The eurozone‘s economy has moved into a full-fledged expansion, the region‘s top policymakers have said in a declaration that their sweeping measures to restore growth to the single currency area have had the desired effect.
Minutes of the European Central Bank‘s December policy vote show that favourable data on the economy had led policymakers to drop some their references to the region‘s recovery and instead focus more on what they now viewed as a “continued robust and increasingly self sustaining economic expansion.”
The account of the vote, which took place on December 14, also suggests strength of the expansion could in the months ahead lead policymakers to change their message and focus less on their monthly bond purchases and more on the combination of measures they plan to keep in place to revive growth and inflation.
The ECB will buy €30bn of bonds a month between now and September. The bank is expected to keep interest rates at their current record lows until the middle of 2019 — policymakers have promised to hold borrowing costs where they are until way beyond the horizon of their bond buying.
The December vote saw president Mario Draghi reveal that the ECB’s staff had upgraded its forecasts for growth to 2.4 per cent in 2017 and 2.3 per cent in 2018 — the most significant in the history of the bank’s quarterly projections for growth and inflation.
Households and businesses in the region are expected to keep spending, which investment activity is also forecast to pick up. It was on the basis of considerations such as these that the ECB’s 25-member governing council “expressed confidence that the euro area economic recovery had now moved into expansionary territory”.

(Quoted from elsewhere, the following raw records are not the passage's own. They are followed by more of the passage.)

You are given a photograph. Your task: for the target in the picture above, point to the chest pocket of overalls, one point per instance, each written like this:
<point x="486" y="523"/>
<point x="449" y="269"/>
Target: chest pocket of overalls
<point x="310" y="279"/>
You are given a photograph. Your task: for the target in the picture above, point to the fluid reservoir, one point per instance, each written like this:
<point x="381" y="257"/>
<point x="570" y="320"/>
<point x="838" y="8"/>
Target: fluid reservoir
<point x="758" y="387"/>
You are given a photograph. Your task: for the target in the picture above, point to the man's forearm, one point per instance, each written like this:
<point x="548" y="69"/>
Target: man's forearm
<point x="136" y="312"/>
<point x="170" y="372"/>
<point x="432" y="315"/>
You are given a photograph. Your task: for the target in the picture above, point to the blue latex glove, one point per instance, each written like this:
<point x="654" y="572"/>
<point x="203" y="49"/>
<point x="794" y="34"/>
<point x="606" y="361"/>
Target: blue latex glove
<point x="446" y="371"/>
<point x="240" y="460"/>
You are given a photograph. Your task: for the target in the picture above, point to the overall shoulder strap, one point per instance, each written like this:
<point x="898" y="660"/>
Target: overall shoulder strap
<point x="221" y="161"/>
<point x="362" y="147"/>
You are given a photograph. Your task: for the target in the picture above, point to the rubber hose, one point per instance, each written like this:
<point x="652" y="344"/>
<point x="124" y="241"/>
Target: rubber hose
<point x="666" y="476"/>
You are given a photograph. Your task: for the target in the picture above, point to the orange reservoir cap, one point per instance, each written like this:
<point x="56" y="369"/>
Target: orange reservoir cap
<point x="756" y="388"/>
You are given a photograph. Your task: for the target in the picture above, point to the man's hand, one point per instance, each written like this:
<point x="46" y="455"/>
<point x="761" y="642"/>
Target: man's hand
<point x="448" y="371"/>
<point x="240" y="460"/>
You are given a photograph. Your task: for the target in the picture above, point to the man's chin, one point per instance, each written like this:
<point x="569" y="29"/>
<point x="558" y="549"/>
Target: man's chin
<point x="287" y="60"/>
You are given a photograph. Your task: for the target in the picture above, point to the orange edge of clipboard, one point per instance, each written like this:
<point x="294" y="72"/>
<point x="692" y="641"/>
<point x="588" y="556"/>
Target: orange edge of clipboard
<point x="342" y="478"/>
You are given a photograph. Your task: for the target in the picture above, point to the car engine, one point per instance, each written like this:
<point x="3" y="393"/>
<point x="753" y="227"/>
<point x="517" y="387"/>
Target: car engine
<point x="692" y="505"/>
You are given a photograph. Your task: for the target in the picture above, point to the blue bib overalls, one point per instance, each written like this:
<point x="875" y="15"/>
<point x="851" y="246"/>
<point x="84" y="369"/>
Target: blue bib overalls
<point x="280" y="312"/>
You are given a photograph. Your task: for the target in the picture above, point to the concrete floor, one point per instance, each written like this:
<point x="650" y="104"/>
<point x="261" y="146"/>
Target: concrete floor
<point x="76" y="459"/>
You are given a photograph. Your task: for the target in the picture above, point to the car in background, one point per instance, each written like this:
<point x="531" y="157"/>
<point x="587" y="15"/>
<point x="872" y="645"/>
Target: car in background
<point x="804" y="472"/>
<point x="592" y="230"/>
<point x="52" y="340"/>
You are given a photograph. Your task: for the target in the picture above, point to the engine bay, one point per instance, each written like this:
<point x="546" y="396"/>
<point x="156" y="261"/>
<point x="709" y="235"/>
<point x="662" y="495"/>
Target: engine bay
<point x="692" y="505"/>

Crucially, the much discussed “output gap”, which refers to the gap between where growth now is and where it would be were the economy operating at its full capacity, would close “in the near future, earlier than previously projected”. Some economists have interpreted the ECB’s latest projections as showing that the output gap closed towards the end of 2017.

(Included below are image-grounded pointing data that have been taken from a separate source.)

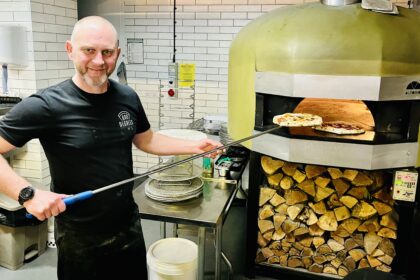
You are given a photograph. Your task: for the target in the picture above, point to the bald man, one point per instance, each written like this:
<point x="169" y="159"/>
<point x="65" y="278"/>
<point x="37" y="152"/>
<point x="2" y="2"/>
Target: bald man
<point x="86" y="126"/>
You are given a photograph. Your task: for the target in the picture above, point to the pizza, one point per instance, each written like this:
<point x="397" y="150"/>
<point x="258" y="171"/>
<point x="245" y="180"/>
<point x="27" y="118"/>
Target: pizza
<point x="297" y="120"/>
<point x="340" y="127"/>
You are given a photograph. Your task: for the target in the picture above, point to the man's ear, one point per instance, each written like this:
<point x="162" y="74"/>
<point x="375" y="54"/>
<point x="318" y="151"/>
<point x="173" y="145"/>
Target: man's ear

The ECB accounts cautioned into reading too much into the closing of the gap — flagging that calculating the size of the output gap was fraught with difficulty and caution was needed. While the ECB staff projections showed inflation, at 1.7 per cent, remaining under the ECB’s target of just below 2 per cent in 2020, policymakers were confident that price pressures would return.
The expansion meant “it was seen as very likely that capacity constraints would become increasingly binding and lead to higher price pressures. It was also remarked that the positive feedback loop between economic growth and price increases could, once more firmly established, operate more rapidly than expected.”